The living legend of Santos left the club in 1974 and went to the American Cosmos, where he played until his final retirement, in 1977, in the first big step to professionalize ‘soccer’ in North America.

After hanging up his boots, Pelé, who was married three times, the last in 2016, and has seven recognized children, was a UN ambassador and minister of sports of the former President Fernando Henrique Cardoso (1995-1998).

He tried his singing facet, made his first steps in the world of cinema and profited from advertising, a business that has led him to tiptoe over some controversial issues such as racism.

Best Athlete of the 20th Century

His unmistakable talent was discovered at the age of eleven by the footballer Waldemar de Brito, who in 1956 took him to the modest Baurú and He presented him as the “boy who will be the best soccer player in the world.”

De Brito was not wrong. Decades later, the FIFA crowned him the best footballer of the 10th centuryX, a distinction that he shares with Argentine Diego Maradona.

Their recognition went beyond the borders of Brazil and they say that in 1969, during a civil conflict in Nigeria, rival forces declared a truce so that Pelé and his team, Santos, could perform in the African country, although the version has been questioned by some researchers.

That same year, Pelé was the great protagonist in his country. Several Brazilian cities wanted to celebrate the player’s thousandth goal without caring the fans that it was scored against their own team, even reaching booing goalkeepers and home defenders who avoided the historic touchdown.

But it was at the mythical Maracanã stadium, in a match against Vasco da Gama, when Pelé got that personal brand and dedicated it to children.

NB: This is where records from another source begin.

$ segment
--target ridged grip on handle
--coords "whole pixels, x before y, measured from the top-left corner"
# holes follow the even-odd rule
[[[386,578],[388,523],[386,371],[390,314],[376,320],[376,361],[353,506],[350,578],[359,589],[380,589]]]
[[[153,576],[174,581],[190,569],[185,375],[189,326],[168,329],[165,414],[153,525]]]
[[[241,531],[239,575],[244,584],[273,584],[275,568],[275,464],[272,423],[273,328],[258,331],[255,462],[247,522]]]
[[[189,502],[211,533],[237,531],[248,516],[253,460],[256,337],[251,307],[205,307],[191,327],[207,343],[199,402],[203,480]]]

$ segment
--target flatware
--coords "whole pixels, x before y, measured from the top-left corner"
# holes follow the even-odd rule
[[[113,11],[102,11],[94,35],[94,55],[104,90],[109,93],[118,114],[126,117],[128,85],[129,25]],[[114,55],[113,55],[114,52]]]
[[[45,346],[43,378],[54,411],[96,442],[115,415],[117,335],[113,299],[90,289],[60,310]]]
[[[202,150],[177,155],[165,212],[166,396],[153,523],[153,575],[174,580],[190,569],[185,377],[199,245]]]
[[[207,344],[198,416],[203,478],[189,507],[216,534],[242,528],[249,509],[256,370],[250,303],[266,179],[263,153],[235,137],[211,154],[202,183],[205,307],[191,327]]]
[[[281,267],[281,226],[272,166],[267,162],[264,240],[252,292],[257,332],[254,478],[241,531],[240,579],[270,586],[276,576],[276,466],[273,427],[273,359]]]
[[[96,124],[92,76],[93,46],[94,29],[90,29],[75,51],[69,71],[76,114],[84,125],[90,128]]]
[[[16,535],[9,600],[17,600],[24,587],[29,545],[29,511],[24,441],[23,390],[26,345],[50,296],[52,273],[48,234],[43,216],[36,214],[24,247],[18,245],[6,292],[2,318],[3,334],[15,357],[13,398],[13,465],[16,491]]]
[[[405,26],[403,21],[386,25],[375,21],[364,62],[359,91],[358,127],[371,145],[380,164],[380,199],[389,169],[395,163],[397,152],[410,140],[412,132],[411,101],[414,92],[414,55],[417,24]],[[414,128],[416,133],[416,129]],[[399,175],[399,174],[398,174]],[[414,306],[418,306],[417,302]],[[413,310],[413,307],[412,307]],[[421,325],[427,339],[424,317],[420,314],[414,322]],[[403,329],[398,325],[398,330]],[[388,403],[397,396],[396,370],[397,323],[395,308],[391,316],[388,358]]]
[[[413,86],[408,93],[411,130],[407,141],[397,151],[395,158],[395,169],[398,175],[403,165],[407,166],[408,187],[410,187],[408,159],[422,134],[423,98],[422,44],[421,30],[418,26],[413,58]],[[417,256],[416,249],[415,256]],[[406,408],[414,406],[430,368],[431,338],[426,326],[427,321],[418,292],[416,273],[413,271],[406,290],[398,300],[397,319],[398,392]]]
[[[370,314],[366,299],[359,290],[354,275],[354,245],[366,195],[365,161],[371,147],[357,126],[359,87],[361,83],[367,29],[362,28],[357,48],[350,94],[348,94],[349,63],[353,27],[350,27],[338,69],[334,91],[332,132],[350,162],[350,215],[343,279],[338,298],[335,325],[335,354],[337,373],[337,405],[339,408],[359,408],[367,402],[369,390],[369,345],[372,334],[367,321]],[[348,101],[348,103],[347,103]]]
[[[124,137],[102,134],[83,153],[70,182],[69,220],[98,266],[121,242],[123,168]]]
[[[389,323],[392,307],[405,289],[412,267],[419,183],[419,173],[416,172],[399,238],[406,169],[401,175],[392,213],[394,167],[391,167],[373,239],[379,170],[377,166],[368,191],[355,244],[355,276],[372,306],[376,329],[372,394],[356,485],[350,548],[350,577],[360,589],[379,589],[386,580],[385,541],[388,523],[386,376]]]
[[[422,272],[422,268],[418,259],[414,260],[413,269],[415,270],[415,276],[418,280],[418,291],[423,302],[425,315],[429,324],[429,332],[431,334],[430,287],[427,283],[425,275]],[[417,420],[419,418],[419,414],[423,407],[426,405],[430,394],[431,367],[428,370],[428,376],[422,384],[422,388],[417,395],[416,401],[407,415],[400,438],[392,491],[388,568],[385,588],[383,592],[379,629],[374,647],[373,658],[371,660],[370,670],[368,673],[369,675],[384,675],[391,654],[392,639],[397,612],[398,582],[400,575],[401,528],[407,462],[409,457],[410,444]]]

Around that time a new anecdote emerged in its history. When Santos was touring Colombia, local referee Guillermo ‘Chato’ Velásquez sent him off to the disappointment of the public at the El Campín stadium. The judge was pressured to withdraw and Pelé returned to the field of play.

Health problems

Pelé’s health is weakened, which has kept him confined in his home with his closest family and friends and away from the media spotlight.

He has been admitted to the hospital several times in recent times and his mobility is reduced due to his hip problems, which they have forced him to use a wheelchair.

It was precisely this lack of mobility that, according to his son, caused him a depression earlier this year. Pele, however, took the issue away and assured that it was “good”.

He ratified it just a few days ago, at the gates of his 80 years, when he sent a video to thank God for everything achieved in life,

“I have to thank God for the health of getting here, at this age, and lucid, not very smart, but lucid “, joked the eternal Brazilian king.